Mis queridos hermanos y amigos:

«Duc in altum». El Santo Padre nos anima «a remar mar adentro», haciéndose eco de la indicación de Jesús a Pedro, después de haber hablado al gentío agolpado a la orilla del Lago.

«A remar mar adentro» y a echar las redes, a seguir haciéndolo, después del gran acontecimiento del Año Jubilar. Año de predicación a la multitud y de visión de nuevas perspectivas para la Evangelización.

Su invitación cobra singular relieve en el campo de los compromisos con el bien de la vida, con el derecho fundamental de la persona a la misma, con la salvación del hombre. Porque entre las urgencias que señala el Papa como más graves y actuales para los cristianos y la Iglesia al iniciarse un nuevo milenio está el respeto incondicional a la vida de cada ser humano «desde la concepción hasta su ocaso natural» (NMI, 51). Las violaciones del derecho a la vida en las más variadas formas ensombrecen el panorama de la humanidad como una de las más terribles amenazas para su futuro en concordia interna y en paz verdadera. Sigue vivo el diagnóstico del Santo Padre formulado en su profética Encíclica «Evangelium Vitae» del 25 de marzo de 1995: «No.
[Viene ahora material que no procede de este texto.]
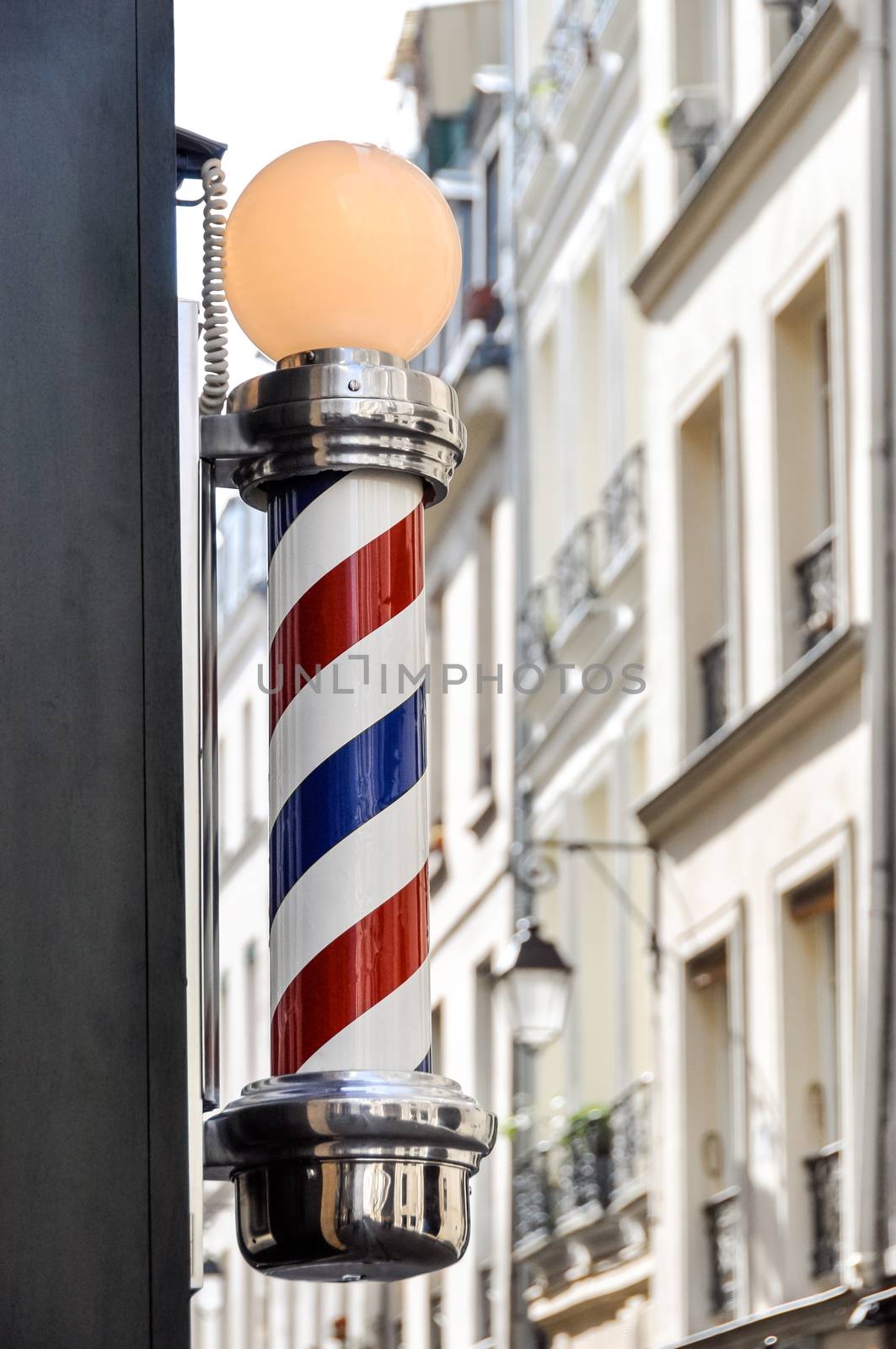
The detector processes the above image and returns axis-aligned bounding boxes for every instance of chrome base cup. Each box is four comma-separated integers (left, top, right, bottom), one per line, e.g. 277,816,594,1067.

205,1072,496,1283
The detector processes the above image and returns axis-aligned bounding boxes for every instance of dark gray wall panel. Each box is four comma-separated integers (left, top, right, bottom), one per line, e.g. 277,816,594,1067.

0,0,188,1349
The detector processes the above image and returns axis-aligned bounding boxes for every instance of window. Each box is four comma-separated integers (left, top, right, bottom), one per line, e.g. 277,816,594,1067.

486,153,501,285
243,942,258,1082
476,1264,492,1341
680,384,732,749
620,177,644,449
243,699,255,836
217,499,267,625
775,267,840,669
429,1273,444,1349
476,508,498,789
529,325,563,576
574,251,610,514
781,870,842,1297
685,940,741,1330
674,0,732,110
673,0,732,191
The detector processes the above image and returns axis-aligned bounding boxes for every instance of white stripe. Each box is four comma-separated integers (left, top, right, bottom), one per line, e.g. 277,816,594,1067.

269,591,427,827
267,468,422,639
270,773,429,1014
298,959,432,1072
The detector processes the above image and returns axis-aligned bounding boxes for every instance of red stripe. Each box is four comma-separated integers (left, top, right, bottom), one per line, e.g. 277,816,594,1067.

271,863,429,1077
270,504,424,735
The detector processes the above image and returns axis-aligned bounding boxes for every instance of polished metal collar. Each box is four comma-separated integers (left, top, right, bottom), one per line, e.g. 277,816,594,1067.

201,347,467,510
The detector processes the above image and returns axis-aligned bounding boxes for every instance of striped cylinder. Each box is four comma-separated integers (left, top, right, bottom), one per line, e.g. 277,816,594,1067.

267,470,432,1077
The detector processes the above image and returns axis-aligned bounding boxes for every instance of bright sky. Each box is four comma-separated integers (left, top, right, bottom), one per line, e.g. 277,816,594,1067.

174,0,418,387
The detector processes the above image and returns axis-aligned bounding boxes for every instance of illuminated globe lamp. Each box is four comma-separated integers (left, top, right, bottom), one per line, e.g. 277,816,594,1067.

201,142,496,1280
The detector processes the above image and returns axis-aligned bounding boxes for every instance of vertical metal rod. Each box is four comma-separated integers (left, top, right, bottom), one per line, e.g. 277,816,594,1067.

267,470,432,1077
200,459,222,1110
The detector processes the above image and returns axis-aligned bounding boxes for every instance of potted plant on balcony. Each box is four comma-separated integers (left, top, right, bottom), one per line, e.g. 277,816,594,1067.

560,1104,611,1212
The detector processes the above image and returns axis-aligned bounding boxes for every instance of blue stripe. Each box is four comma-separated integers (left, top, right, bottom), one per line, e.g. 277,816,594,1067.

270,684,427,922
267,470,346,558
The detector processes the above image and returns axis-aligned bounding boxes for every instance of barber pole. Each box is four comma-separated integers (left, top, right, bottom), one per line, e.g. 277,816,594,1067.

202,348,496,1280
269,470,432,1077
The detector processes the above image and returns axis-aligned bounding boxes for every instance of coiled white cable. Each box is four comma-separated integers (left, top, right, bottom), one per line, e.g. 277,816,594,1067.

200,159,229,413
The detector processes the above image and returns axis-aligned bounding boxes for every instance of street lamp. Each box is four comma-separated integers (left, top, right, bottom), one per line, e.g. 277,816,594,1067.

494,919,572,1050
201,142,496,1282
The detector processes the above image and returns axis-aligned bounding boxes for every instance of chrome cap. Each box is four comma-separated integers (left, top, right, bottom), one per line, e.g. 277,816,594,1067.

201,347,467,510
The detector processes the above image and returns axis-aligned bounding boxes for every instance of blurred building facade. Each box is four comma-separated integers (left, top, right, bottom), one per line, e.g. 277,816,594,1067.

195,0,896,1349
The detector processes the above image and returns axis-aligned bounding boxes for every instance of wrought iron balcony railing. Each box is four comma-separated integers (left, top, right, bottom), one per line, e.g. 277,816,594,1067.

698,636,728,740
604,445,644,568
512,1147,555,1246
557,1115,611,1216
514,0,617,190
518,580,553,669
703,1187,741,1317
793,530,837,652
610,1077,651,1198
519,445,644,653
512,1077,651,1245
553,511,604,623
804,1142,840,1279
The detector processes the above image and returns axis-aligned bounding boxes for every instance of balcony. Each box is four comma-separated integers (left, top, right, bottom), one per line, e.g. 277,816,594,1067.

793,529,837,653
519,445,644,685
514,0,618,196
703,1185,741,1319
512,1145,555,1250
804,1142,840,1279
698,634,728,740
512,1077,651,1283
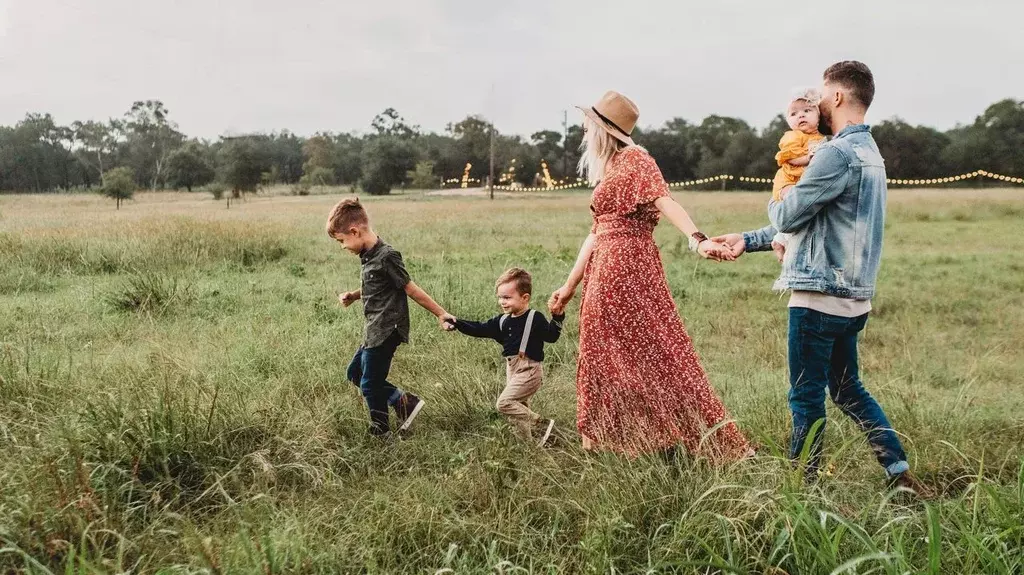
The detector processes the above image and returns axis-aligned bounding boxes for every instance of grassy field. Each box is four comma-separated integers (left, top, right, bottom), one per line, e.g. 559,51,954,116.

0,189,1024,574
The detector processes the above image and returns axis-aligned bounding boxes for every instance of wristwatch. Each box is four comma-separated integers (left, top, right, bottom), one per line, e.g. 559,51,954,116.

690,231,709,252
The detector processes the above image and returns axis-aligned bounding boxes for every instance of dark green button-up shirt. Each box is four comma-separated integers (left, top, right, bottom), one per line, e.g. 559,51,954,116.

359,239,410,348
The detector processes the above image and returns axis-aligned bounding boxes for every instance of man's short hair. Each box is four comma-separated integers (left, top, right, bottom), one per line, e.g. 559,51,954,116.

823,60,874,109
495,267,534,296
327,197,370,237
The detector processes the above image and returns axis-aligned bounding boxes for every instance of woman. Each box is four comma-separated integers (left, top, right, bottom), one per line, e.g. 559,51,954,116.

549,92,751,460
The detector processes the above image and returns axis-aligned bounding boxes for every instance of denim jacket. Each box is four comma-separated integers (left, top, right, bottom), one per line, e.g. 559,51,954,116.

743,124,886,300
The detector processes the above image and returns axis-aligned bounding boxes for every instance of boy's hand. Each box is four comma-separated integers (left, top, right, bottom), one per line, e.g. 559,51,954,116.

771,241,785,263
437,312,458,331
338,292,359,307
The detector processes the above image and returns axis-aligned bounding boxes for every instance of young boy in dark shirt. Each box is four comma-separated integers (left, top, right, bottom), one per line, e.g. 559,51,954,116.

327,198,447,436
443,268,565,446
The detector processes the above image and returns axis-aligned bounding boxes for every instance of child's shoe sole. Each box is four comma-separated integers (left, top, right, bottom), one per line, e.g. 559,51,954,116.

398,399,427,431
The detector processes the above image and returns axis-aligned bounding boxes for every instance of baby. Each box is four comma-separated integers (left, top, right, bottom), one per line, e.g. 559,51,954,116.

772,88,825,261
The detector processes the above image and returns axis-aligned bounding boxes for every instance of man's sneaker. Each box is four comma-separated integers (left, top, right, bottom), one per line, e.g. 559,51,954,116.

537,419,555,447
394,392,427,431
889,472,935,499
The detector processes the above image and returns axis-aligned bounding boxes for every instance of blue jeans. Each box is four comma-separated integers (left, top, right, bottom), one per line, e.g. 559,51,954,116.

790,308,910,477
348,331,403,435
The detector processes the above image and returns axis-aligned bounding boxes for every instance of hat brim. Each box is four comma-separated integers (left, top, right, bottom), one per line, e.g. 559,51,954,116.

575,105,636,145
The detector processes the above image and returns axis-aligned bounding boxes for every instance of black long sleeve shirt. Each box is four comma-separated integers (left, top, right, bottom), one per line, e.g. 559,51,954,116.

455,311,565,361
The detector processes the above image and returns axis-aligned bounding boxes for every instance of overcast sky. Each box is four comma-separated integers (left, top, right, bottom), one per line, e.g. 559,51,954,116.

0,0,1024,138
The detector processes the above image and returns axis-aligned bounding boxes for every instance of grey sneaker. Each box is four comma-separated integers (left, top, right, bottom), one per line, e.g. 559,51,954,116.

394,392,427,432
537,419,555,447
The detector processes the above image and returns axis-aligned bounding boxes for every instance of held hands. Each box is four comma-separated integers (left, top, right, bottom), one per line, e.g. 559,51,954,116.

711,233,746,260
771,240,785,263
437,312,458,331
697,239,736,262
548,285,575,315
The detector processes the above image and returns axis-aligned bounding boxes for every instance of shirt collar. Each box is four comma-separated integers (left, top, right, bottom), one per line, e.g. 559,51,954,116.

359,237,384,263
836,124,871,138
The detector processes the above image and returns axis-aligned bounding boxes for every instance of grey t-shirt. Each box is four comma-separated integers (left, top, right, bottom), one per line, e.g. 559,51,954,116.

359,239,410,348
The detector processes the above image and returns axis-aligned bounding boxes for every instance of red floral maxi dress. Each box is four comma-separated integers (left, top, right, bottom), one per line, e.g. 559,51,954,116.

577,146,750,460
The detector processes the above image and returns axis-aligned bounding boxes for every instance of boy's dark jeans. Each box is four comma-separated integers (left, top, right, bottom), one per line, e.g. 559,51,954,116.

348,331,402,435
790,308,909,477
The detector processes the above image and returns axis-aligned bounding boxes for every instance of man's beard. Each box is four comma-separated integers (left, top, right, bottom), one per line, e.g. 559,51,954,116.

818,110,833,136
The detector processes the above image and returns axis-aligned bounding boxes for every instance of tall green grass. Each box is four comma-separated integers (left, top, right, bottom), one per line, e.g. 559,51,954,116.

0,191,1024,574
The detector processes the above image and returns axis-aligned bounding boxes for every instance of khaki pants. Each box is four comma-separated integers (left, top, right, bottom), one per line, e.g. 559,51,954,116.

497,356,544,440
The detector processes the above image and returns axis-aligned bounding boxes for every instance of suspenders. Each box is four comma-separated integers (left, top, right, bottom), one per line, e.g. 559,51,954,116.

498,310,537,357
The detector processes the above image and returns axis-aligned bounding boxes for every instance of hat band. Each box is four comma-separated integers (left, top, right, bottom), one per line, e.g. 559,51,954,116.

590,106,630,138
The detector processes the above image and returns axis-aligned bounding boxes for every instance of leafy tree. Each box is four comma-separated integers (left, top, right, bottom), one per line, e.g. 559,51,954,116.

218,136,270,197
167,141,216,191
101,167,136,210
871,118,949,178
370,107,420,139
299,168,337,186
124,100,184,189
407,161,437,189
333,134,364,184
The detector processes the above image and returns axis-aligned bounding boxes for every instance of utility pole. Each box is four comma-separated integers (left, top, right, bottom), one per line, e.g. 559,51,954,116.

562,109,569,178
487,122,495,200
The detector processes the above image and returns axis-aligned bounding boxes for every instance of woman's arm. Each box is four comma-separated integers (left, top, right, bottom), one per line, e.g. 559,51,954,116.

548,233,597,315
654,195,736,262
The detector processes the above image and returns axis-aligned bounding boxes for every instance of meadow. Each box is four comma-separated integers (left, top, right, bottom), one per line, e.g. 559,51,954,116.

0,189,1024,574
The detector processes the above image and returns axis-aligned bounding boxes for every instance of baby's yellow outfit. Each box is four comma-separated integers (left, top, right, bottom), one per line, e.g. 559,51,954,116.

771,130,825,202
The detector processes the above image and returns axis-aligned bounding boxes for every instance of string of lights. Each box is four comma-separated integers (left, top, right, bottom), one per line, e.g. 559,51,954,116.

444,161,1024,191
No se trata sólo de amenazas procedentes del exterior, de las fuerzas de la naturaleza o de ‘los Caínes’ que asesinan ‘a los Abeles’; no, se trata de amenazas programadas de manera científica y sistemática» (EV 17).

«La Jornada de la Vida» de este primer año del siglo XXI quiere que nos hagamos cargo en «el sagrario» insobornable de la conciencia personal y eclesial de la gravísima situación de pecado en que nos encontramos y de la apremiante necesidad de conversión de nosotros mismos y de toda la sociedad ¡no hay mucho tiempo que perder! ¿Cómo se va a poder anunciar el Evangelio de la Salvación que nos viene por el Misterio de Jesucristo, Muerto y Resucitado, no integrando en ese anuncio y testimonio «el Evangelio por la Vida» en toda su amplitud y radicalidad evangélicas? No, nos es lícito hablar —a no ser al coste de una tremenda hipocresía— de justicia social, de solidaridad y amor fraterno si ese lenguaje no va sostenido por una postura y actitud claramente inequívoca en las palabras y en la conducta de defensa y de respeto a la vida de cada uno de nuestros hermanos sea cual sea el estadio de su desarrollo biológico: un embrión es un ser humano como lo son un enfermo y un anciano; él y ellos, dotados por igual de la dignidad de la persona humana; y sea cual sea la llamada calidad de las circunstancias en las que se desenvuelve. Cuanto menos «calidad de vida» se constata en la existencia de nuestros semejantes, según los criterios culturales y sociales dominantes, más amor, cobijo, protección y promoción merecen sus vidas de nosotros. Se trata de «toda la vida y de la vida de todos».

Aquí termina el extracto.